As you say, the post says "To license this film and get a higher quality version for broadcast/film purposes, contact . . . ." Therefore, it appears you probably need a license to do what you are thinking. If you believe your project may be protected by the fair use provisions of the Copyright Act, 17 U.S.C. 107, then you need to consult counsel first to discuss that. The fair use doctrine is complex. Even if one believes their use is properly "fair use," it could cost alot to defend that position in court. See e.g. Campbell v. Acuff-Rose Music, 510 U.S. 569 (1994).
This post is for general informational purposes only. No attempt is made to provide legal advice.
Licenses are cheap, litigation is expensive. Licenses are usually easy or compulsory, litigation usually is hard and optional. Licenses give a certain successful result while litigation gives an uncertain and risky result. Licenses make you "official" while litigation brands you as a"cheat". Licenses allow you to relax while litigation makes you sweat. If you get a license you are in business while if you get litigation you will likely be out of business.

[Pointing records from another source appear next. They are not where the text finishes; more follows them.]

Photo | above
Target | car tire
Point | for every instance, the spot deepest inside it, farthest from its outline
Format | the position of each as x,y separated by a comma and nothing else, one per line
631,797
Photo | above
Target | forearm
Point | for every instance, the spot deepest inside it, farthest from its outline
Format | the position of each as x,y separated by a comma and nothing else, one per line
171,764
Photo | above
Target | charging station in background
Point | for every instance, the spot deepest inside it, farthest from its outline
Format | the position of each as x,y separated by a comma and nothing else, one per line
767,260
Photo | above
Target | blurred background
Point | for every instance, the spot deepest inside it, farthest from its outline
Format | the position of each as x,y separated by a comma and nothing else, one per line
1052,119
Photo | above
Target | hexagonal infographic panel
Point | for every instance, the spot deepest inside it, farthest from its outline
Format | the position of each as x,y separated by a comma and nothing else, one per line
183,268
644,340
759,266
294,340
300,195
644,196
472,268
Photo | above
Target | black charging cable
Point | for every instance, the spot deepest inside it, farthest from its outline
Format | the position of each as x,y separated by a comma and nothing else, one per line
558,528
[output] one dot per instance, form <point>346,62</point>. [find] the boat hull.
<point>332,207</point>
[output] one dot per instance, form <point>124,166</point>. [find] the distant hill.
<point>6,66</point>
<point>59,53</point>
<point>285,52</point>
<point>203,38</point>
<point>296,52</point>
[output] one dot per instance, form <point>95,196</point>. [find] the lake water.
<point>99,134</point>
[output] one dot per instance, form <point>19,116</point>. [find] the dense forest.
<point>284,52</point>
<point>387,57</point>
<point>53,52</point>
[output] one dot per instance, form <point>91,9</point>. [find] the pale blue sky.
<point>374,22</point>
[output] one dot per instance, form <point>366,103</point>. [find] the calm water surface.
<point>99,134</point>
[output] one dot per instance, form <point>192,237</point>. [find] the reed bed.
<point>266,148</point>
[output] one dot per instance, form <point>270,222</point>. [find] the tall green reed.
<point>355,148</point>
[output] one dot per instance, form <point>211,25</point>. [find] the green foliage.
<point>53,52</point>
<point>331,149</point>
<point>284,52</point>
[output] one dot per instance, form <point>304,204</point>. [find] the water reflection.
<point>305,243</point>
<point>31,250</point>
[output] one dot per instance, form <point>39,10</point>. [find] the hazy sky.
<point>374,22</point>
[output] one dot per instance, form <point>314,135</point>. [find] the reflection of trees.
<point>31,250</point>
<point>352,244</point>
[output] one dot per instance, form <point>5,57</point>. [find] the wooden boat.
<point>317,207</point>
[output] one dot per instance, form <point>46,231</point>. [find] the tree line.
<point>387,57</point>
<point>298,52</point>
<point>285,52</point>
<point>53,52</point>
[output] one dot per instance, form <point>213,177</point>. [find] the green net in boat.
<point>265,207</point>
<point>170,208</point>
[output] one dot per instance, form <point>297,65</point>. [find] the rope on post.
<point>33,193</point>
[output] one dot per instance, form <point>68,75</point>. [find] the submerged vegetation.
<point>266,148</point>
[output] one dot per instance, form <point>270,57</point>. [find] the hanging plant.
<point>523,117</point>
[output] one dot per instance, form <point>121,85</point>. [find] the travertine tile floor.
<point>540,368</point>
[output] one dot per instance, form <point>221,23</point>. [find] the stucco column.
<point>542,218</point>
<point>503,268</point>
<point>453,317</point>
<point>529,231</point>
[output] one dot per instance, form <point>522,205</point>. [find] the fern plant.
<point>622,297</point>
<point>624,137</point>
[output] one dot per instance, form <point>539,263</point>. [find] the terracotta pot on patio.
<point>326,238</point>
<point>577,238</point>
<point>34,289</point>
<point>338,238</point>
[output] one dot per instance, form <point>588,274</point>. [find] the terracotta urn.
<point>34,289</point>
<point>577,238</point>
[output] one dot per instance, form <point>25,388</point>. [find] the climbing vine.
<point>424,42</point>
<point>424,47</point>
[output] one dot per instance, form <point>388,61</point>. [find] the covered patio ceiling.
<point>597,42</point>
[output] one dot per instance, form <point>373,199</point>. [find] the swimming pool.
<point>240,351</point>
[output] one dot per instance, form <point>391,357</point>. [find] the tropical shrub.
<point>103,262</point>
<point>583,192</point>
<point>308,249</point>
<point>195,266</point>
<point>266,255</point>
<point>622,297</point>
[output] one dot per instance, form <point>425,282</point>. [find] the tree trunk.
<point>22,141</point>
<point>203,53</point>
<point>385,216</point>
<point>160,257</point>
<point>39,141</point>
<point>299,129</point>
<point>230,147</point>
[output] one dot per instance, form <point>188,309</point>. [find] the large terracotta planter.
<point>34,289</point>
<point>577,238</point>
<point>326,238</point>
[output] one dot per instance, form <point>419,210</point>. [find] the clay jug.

Your choice. Choose wisely.
I am not your lawyer and you are not my client. Free advice here is without recourse and any reliance thereupon is at your sole risk. This is done without compensation as a free public service. I am licensed in IL, MO, TX and I am a Reg. Pat. Atty. so advice in any other jurisdiction is strictly general advice and should be confirmed with an attorney licensed in that jurisdiction.
Asker, This website is for general questions, and not for material-specific guidance. That being said, did you bother to click on the "Public Domain" link to see what if means? If you had, you would see that the "legal tool" in question has been retired by Creative Commons.
Also, in looking at the "A/V Geeks" site, it is unclear whether Skip actually has the rights needed to further license the works OR just has possession of the films in question (and believes he has the right to exploit the works because he found and purchased the reels in his possession, which is not the case). If you choose to proceed, proceed with extreme caution (and an attorney to help you)!
Any answer or other information posted above is general in nature and is not intended, nor should it be construed, as legal advice. This posting does not create an attorney-client relationship between you and the posting attorney, and you are urged to engage a qualified attorney who is licensed to practice in the relevant jurisdiction.